MACRON PRESIDENT !
De l’audace, de la modernité, une créativité capable de se frotter au réel, de le bousculer et non d’être soumis à des recettes clés en main - Quoi attendre maintenant pour le Sénégal et l’Afrique de cette élection?
Avec 65,8 % des voix contre 34,2 % à Marine Le Pen, Emmanuel Macron est désormais à 39 ans, le 8e et plus jeune président de la République française. Les électrices et électeurs français ont ainsi mené à terme le mouvement de recomposition politique qu’ils avaient amorcé lors du premier tour de l’élection présidentielle avec la mise hors compétition des grands partis institutionnels, ceux de droite et de gauche, qui ont rythmé alternativement la vie politique de l’hexagone. Si une nouvelle page s’ouvre, ce serait toutefois aller vite en besogne que de conclure à la mort des Partis institutionnels, pour la simple raison que la cumulation des voix de gauche au premier tour (Mélenchon et Hamon) les classaient au premier rang.
Sans compter que Fillon qui avait un grand boulevard devant lui n’a pas eu la lucidité, voire l’humilité, de domestiquer son ego et de passer la main alors que ça commençait à sentir le roussi autour des affaires d’emplois fictifs dans lesquelles, lui et sa famille, étaient impliqués. Il s’y ajoute aussi que même défaite, le taux obtenu par Marine Le Pen pose problème quand à la posture morale de la Patrie des droits de l’Homme, même si elle vient en troisième position après l’abstention et le vote blanc. Il y a là trois équations qui ne sont pas faites pour fêter on ne sait quelle victoire.
C’est plutôt un coup de semonce qui doit être ressenti avec gravité. Macron a intérêt à en prendre toute la mesure et à comprendre qu’il ne bénéficiera d’aucun état de grâce ni d’aucune complaisance venant de la droite et de l’extrême droite encore moins de l’extrême gauche mélenchoniste, ni des sceptiques. Comme qui dirait, les choses sérieuses commencent avec cette nouvelle élection. Il reviendra à Macron de se saisir de son positionnement inédit pour aller au plus vite aux réformes contenues dans son programme. Il lui appartient aussi de réconcilier la France avec ses valeurs de liberté, d’ouverture et d’humanisme en rompant avec tous ces faux débats sur une identité française introuvable parce que figée dans un phantasme qui tourne le dos à la réalité complexe, mouvante et plurielle du monde. Il lui appartient aussi de réconcilier ses compatriotes en refusant tout communautarisme et toute stigmatisation au nom de la religion. Il lui appartient tout simplement d’apporter des réponses aux peurs et aux angoisses qui travaillent une société française confrontée au chômage et au terrorisme.

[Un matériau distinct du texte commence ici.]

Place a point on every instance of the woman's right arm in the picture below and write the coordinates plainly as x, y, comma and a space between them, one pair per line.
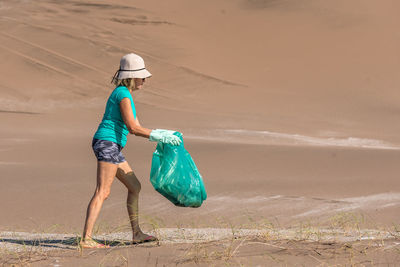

De l’audace, de la modernité, une créativité capable de se frotter au réel, de le bousculer et non d’être soumis à des recettes clés en main, il faudra certainement. Pour dire que les temps qui s’annoncent ne seront pas un diner de gala.
Alors quoi attendre maintenant pour le Sénégal et l’Afrique de l’élection de ce tout jeune président français ? Lui qui n’a connu ni le colonialisme ni les officines de la Françafrique va-t-il chambouler les relations iniques que la France a entretenu avec son « pré carré » du continent ? Pour l’heure, il convient de se résoudre à l’évidence qui voudrait que les Etats n’aient pas d’amis mais des intérêts. Et c’est autour de cela que se nouent et se dénouent les amitiés. Il reste un terrible désir d’amour de soi qui taraude les Sénégalais mais cela ne peut pas prospérer sans un grand dessein rendu nécessaire par le déficit de leadership comme semble indiquer cet engouement empreint de nostalgie autour de figures charismatiques qui entre autres, ont pour noms Cheikh Anta Diop, Sankara, Nkrumah, Lumumba, etc. Ces noms encore scandés par une jeunesse africaine qui leur prête d’avoir porté ses parts de rêves, à savoir un amour sans compromissions pour le continent, un engagement résolu dans la lutte contre la pauvreté, pour la dignité de l’homme noir.
Rien à attendre des autres donc, puisque tout est à attendre de nous. Même s’il nous revient de composer avec les autres. Parce que c’est nous qui imprimeront les marques de nos relations avec nous-mêmes et avec les autres. Comme du reste l’a exprimé la France avec ce pari audacieux porté sur un jeune président, non élu, inconnu du landerneau mais qui a fait preuve de courage en refusant de succomber aux discours qui prospèrent sur les peurs et les colères.